Peter Eisentraut <peter_e@gmx.net> writes: > On Tuesday 26 May 2009 21:05:29 Tom Lane wrote: >> I experimented with this and found that indeed both format strings are >> checked ... if you have a reasonably recent libintl.h AND you have >> specified --enable-nls. Otherwise it all goes to heck, apparently >> because the compiler doesn't try to look through our substitute >> definition >> >> #define ngettext(s,p,n) ((n) == 1 ? (s) : (p)) > I can't reproduce that. Do you have a concrete example? Different compiler > versions, perhaps? Hmm, I was experimenting with Fedora 10's gcc (4.3.2) ... what are you testing?
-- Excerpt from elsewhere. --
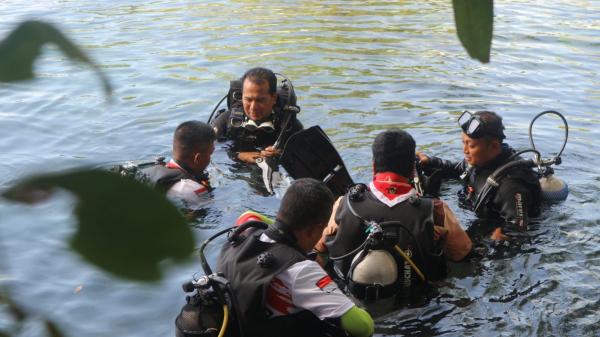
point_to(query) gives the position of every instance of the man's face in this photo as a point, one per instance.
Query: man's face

I don't have the test case anymore but will see if I can reconstruct it. regards, tom lane
Peter Eisentraut <peter_e@gmx.net> writes: > On Tuesday 26 May 2009 21:05:29 Tom Lane wrote: >> I experimented with this and found that indeed both format strings are >> checked ... if you have a reasonably recent libintl.h AND you have >> specified --enable-nls. Otherwise it all goes to heck, apparently >> because the compiler doesn't try to look through our substitute >> definition >> >> #define ngettext(s,p,n) ((n) == 1 ? (s) : (p)) > I can't reproduce that. Do you have a concrete example? Different compiler > versions, perhaps? After further experimentation I think I must have gotten confused yesterday. gcc 4.3.2 does seem to understand that it should check both format strings in the ?: construct. What was not making that check is the relic 2.95.3 version that I use for trailing-edge compatibility checking. However, 2.95.3 appears to handle only one format_arg() attribute per function, and so the proposed alternative coding doesn't help it very much either. Unless there's some intermediate version that can do two format_arg()s but doesn't look through ?:, it's probably not worth changing. So on the whole I withdraw that line of complaint. But I'm still not happy, because I've thought of another one ;-) To wit, the current coding fails to respect the gettext domain when working with pluralized messages. regards, tom lane
On Thursday 28 May 2009 00:54:32 Tom Lane wrote: > To wit, the current > coding fails to respect the gettext domain when working with pluralized > messages. The ngettext() calls use the default textdomain that main.c sets up. The PLs use dngettext(). Is that not correct?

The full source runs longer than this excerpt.